Santiago saw that he was losing and his situation worsened slowly and inexorably, but he did not give up. The look in his eyes deepened and grew more and more ill-humoured. He made no more mistakes, but it was already too late. For each move he was driven nearer and nearer to the impotence which is one of the logical conclusions of this nerve-racking game.

Not until Dan Pedersen took his queen with his freed pawn, did Santiago give up.

Willi Mohr had the impression that he would have done almost anything to hinder his defeat.

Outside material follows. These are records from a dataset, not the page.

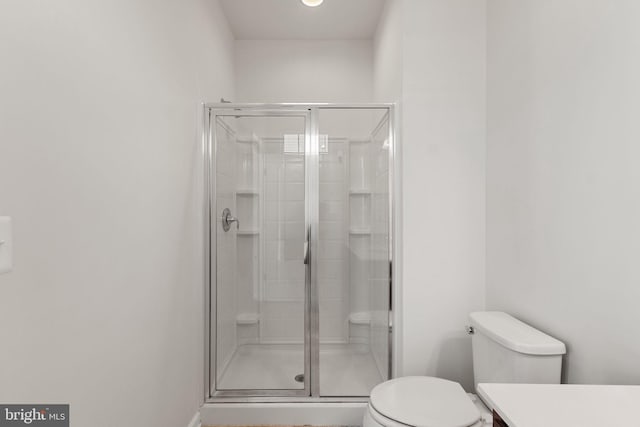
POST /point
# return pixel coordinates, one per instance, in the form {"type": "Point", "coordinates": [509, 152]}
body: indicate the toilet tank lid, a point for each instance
{"type": "Point", "coordinates": [514, 334]}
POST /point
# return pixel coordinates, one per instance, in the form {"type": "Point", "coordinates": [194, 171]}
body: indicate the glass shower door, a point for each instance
{"type": "Point", "coordinates": [260, 296]}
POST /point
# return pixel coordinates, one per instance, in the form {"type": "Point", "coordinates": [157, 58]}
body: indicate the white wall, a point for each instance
{"type": "Point", "coordinates": [100, 169]}
{"type": "Point", "coordinates": [563, 177]}
{"type": "Point", "coordinates": [443, 170]}
{"type": "Point", "coordinates": [304, 71]}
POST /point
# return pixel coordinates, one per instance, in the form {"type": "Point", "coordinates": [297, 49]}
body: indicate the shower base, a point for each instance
{"type": "Point", "coordinates": [345, 369]}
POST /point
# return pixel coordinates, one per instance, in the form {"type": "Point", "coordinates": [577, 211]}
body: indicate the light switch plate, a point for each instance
{"type": "Point", "coordinates": [6, 245]}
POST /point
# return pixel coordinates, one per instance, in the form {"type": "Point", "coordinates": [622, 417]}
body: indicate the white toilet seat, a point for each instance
{"type": "Point", "coordinates": [422, 401]}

‘Did you win?’ said Ramon.

Santiago shook his head and his brother’s face clouded. When he noticed that Willi Mohr was looking at him, he laughed again.

‘You played well today,’ said Dan Pedersen magnanimously. ‘I slackened off for a while, I know, but you played well all the same. But you concentrated too late.’

They shook hands and Santiago smiled, not very convincingly.

Dan Pedersen put the chessmen away, got up and took the set into the bar.

Siglinde irritably changed the position of her legs again and let her eyes follow him.

It was quiet in the puerto and everyone was waiting for the small cool breeze from the sea. Only a few people were still sitting outside the cafés facing the harbour. It would soon be one o’clock and the bar-owners with no more customers had begun to close up.